Before anyone misunderstands and leaps on this, note that Bill Oliver
was surely talking about the situation *after* the patient has elected
to participate in the study.  In any clinical study (with human subjects),
the choice of whether or not to participate has to be offered first.  The
strictures against self-choice apply to assigning those who have already
elected to participate into the various study groups.
-- 

            -- Mitch Marks @ UChicago 
               ...ihnp4!gargoyle!sphinx!mmar

desjardins@h-sc1.UUCP (marie desjardins) (07/24/85)

> 
> Well, maybe I should have made my point clearer.  It is my impression
> that most people have opinions on things, so I would assume that most
> doctors have an opinion on what they *think* is the best treatment for
> a particular disease for a particular person.  

I don't think this is necessarily true.  There are almost certainly
tradeoffs to every treatment, and in this case, the treatments are
still at least somewhat in the experimental phase (or they wouldn't
be running experiments using them!), so some of the tradeoffs are
unknown.  What's the best computer language?  Perhaps for a particular
application, a LISP program would be the most natural, but would be
twice as slow as a C program to do the same thing.  Things are never
black in white.  In medicine I would think this is at least, if not
more, true than in most other areas of life.  What's your favorite
brand of hot dogs?  (Me, I just buy the cheapest one, and if two are
the same price, I choose randomly.)

	marie desjardins park

sck@elsie.UUCP (Steve Kaufman) (07/24/85)

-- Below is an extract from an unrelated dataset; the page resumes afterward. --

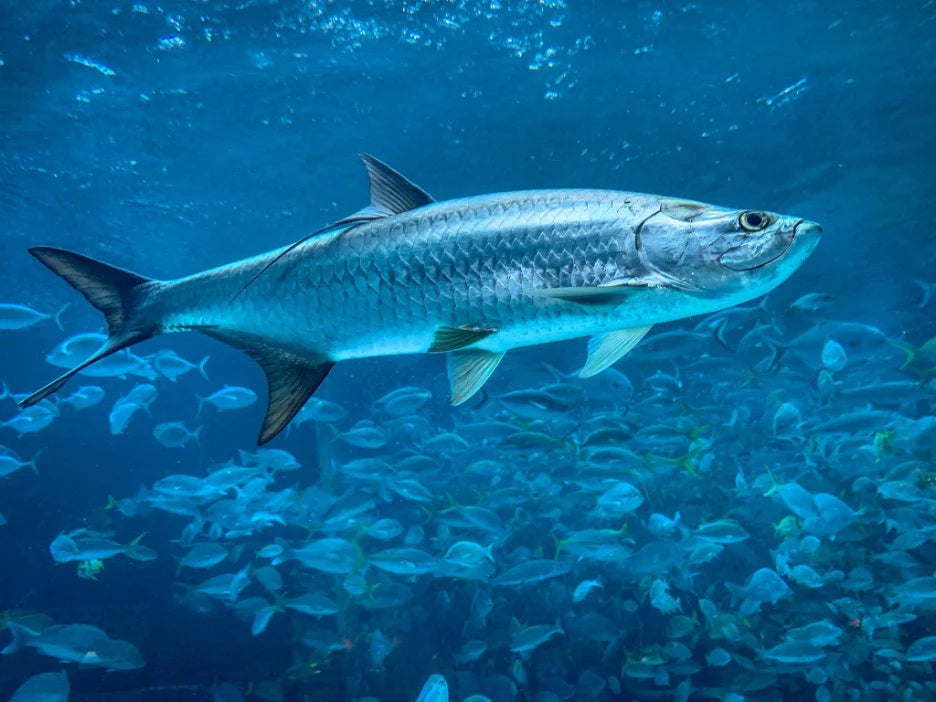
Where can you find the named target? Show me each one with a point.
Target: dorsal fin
(455, 338)
(391, 192)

In article <1400@mnetor.UUCP>, sophie@mnetor.UUCP (Sophie Quigley) writes:
> ... most people have opinions on things, so I would assume that most
> doctors have an opinion on what they *think* is the best treatment for
> a particular disease for a particular person.
>  ...   So, doctors who
> encourage their patients to participate in such a study know that since
> treatments are assigned randomly, there is a chance that their patients
> will not be given as good a care as they might have given them had they
> done what they thought was best.  
> 
	With apologies to those who caught this the first time around,
	I think it's appropriate to re-post what I
	submitted 2 months ago on this subject
        (a quote from a recent book on clinical trials):

	"Presumably, the reason that a clinical trial is
	being considered at all is that there is uncertainty
        about the potential benefits of a new intervention.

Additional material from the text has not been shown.